Several supporters of the Khalistan movement shouted pro-Khalistani slogans at Amritsar’s Golden temple on Monday, the 38th anniversary of Operation Blue Star, reported PTI. They also carried posters of Jarnail Bhindranwale, a militant leader.

The Khalistan movement is a separatist campaign aimed at creating a country for Sikhs by seceding from Punjab. Bhindranwale, who led a group of militants, had occupied the Golden Temple complex in 1982.

Two years later, the Indian Army carried out Operation Blue Star to remove Bhindranwale and other militants from the shrine.
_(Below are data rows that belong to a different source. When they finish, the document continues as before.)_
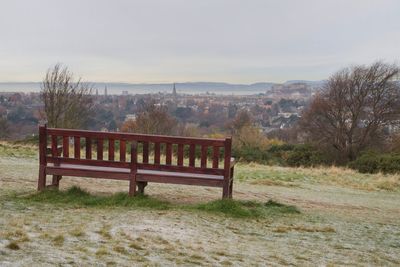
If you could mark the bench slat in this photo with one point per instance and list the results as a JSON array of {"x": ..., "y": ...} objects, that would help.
[
  {"x": 203, "y": 162},
  {"x": 215, "y": 157},
  {"x": 180, "y": 154},
  {"x": 192, "y": 155},
  {"x": 77, "y": 147},
  {"x": 111, "y": 149},
  {"x": 122, "y": 150},
  {"x": 88, "y": 148},
  {"x": 137, "y": 137},
  {"x": 145, "y": 166},
  {"x": 168, "y": 155},
  {"x": 100, "y": 149},
  {"x": 54, "y": 146},
  {"x": 65, "y": 146},
  {"x": 157, "y": 153},
  {"x": 145, "y": 152}
]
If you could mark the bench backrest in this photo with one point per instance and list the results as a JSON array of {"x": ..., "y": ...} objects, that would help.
[{"x": 155, "y": 152}]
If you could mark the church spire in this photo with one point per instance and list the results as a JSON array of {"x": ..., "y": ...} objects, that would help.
[{"x": 174, "y": 90}]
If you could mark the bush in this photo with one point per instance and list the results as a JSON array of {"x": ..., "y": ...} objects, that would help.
[
  {"x": 373, "y": 162},
  {"x": 307, "y": 156}
]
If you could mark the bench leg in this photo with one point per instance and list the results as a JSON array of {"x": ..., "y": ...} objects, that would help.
[
  {"x": 56, "y": 181},
  {"x": 42, "y": 178},
  {"x": 230, "y": 188},
  {"x": 132, "y": 185},
  {"x": 141, "y": 186},
  {"x": 225, "y": 190},
  {"x": 231, "y": 184}
]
Bhindranwale was killed in the operation.

On Monday, demonstrators wore t-shirts with pictures of Bhindranwale and carried placards with “Khalistan Zindabad” written on them.
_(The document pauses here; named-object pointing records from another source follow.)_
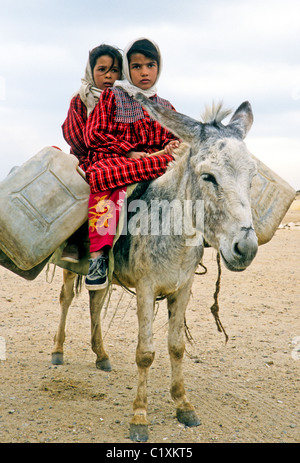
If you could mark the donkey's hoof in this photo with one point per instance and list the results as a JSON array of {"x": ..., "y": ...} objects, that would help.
[
  {"x": 104, "y": 365},
  {"x": 188, "y": 417},
  {"x": 57, "y": 358},
  {"x": 139, "y": 432}
]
Security arrangements were made to avoid any law and order situation.

The head of the Akal Takht, the highest Sikh temporal seat, said that the community will always remember the wounds of Operation Blue Star.

“The Army action was comparable to a war between two nations,” he added. “It was like a country attacking another nation.”
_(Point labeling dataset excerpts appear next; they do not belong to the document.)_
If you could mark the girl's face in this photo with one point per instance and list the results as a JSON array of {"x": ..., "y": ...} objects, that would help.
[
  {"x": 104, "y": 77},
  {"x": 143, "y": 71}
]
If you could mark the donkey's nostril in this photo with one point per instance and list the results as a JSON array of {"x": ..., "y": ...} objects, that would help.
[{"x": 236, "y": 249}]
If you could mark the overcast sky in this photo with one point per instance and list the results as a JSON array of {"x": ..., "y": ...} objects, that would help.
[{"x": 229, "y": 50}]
The Shiromani Gurdwara Parbandhak Committee, the top religious body of the Sikhs, displayed the bullet-ridden copy of the Guru Granth Sahib. The religious text, which was kept in the sanctum sanctorum of the Golden Temple when Operation Blue Star was conducted, was hit by several bullets during the military action.

Meanwhile, Shiromani Akali Dal (Amritsar) chief Simranjit Singh Mann, who attended the event, demanded justice for the family of singer and Congress leader Sidhu Moose Wala.

The singer was shot dead in the Punjab’s Mansa district on May 29. He was among the 424 persons whose security detail was temporarily downgraded a day before his killing.

On May 30, Moose Wala’s father Balkar Singh Sidhu had demanded an inquiry by the Central Bureau of Investigation and the National Investigation Agency into the murder. He demanded that officers who passed the order for downgrading his son’s security detail should be held accountable.

Later in the day, the Punjab government had announced that it would set up an inquiry commission under a sitting High Court judge to look into the killing. The chief minister’s office had said that the state government will ensure full cooperation with the inquiry commission.